Hof: geen verwarringsgevaar
In 2015 oordeelde het hof Arnhem-Leeuwarden dat er geen (gevaar voor) verwarring tussen de Mi Moneda- en Nikki Lissoni-hangers was. Van verwarring onder het publiek kan pas sprake zijn als een nagebootst product een ‘eigen gezicht’ heeft. Dat wil zeggen dat een product zich in uiterlijke verschijningsvorm significant onderscheidt van andere, gelijksoortige producten op een bepaalde markt (het ‘Umfeld’). De Mi Moneda kettingen zouden volgens het hof geen eigen gezicht hebben, omdat er ten tijde van de introductie van de Nikki Lissoni-sieradenlijn een grote hoeveelheid vergelijkbare producten op de markt werd aangeboden. Deze andere producten zouden slechts van het Umfeld kunnen worden uitgesloten wanneer All Round (i) aannemelijk maakte dat deze andere producten eveneens slaafse nabootsingen betroffen en dat er (ii) voldoende inspanningen waren verricht om de verhandeling van deze producten te voorkomen. Bijvoorbeeld door sommatiebrieven te versturen en verbodsvorderingen in te stellen. Aan die vereisten was niet voldaan, waardoor het beroep op slaafse nabootsing werd afgewezen.
In cassatie
Bij de Hoge Raad keert All Round zich tegen het oordeel van het hof dat de Mi Moneda-hanger ten tijde van de introductie van de Nikki Lissoni-hanger geen eigen plaats op de markt zou hebben gehad. Gewezen wordt onder meer op de populariteit en bekendheid van de Mi Moneda-hanger en het grote marktaandeel dat hun product heeft in vergelijking met dat van de nabootsingen. Ook wordt opgekomen tegen het oordeel van het hof dat All Round aannemelijk dient te maken dat zij zich voldoende heeft ingespannen om de verhandeling van nabootsingen te doen beëindigen.
De Hoge Raad grijpt de mogelijkheid aan om zijn eerdere rechtspraak over de uitgangspunten en toetsingsmaatstaven die gelden in geval van slaafse nabootsing uiteen te zetten. Voor (IE-)juristen functioneren de overwegingen 3.4.1 tot en met 3.4.4 van het arrest daarom als een bruikbaar handvat in geval van toekomstige geschillen.

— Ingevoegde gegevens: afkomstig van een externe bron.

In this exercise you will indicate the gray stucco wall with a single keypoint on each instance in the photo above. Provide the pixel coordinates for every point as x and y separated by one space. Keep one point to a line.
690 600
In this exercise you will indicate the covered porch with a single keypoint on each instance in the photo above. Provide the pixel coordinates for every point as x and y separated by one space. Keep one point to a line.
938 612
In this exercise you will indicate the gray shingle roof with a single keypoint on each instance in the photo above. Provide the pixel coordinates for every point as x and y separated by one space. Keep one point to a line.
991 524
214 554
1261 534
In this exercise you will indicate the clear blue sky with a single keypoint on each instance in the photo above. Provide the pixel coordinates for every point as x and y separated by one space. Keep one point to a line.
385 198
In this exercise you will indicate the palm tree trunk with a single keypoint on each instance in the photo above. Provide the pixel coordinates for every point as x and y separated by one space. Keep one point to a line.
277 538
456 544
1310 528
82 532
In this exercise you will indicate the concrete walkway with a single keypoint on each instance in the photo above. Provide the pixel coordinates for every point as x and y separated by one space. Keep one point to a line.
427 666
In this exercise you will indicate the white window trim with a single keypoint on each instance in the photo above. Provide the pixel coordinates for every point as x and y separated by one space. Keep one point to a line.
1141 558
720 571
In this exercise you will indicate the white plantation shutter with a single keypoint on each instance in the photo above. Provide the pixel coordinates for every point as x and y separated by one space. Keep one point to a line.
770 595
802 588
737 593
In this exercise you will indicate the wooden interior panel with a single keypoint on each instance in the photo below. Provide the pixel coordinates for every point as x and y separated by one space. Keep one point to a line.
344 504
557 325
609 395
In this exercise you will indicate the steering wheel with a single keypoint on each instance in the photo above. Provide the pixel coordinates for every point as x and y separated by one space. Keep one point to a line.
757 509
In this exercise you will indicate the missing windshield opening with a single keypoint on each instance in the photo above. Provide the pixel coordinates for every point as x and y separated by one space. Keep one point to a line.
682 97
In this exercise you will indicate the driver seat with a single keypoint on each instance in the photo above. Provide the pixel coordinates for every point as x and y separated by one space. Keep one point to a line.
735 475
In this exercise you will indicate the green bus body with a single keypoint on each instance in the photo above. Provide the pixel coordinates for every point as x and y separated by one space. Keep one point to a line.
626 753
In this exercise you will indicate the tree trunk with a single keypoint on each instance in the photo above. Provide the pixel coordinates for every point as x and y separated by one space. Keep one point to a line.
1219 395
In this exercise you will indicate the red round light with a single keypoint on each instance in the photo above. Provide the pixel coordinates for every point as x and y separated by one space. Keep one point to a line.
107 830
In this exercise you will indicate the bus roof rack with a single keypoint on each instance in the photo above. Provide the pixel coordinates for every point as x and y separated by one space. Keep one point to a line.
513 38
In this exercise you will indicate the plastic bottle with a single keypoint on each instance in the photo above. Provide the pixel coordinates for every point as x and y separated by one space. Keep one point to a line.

Daarbij oordeelt de Hoge Raad eveneens dat, in lijn met het oordeel van het hof, het eigen gezicht van een product kan verwateren. Daarmee is bevestigd dat binnen de vereisten van een beroep op slaafse nabootsing besloten ligt dat de aanbieder van een succesvol ontwerp tijdig in actie moet komen tegen namaak. Op straffe van een niet-succesvol beroep op slaafse nabootsing moet de markt ‘schoon’ worden gehouden:
“3.4.3 Het eigen gezicht van een product kan afnemen, en zelfs verdwijnen (‘verwateren’) naarmate meer soortgelijke producten op de markt verschijnen en zich handhaven. Voor zover het gaat om slaafse nabootsingen van het product kan van de partij die dit product op de markt brengt, onder omstandigheden dan ook worden gevergd dat zij zich de nodige inspanningen getroost om deze nabootsingen van de markt te weren, teneinde haar product het eigen gezicht op de markt te doen behouden. […]”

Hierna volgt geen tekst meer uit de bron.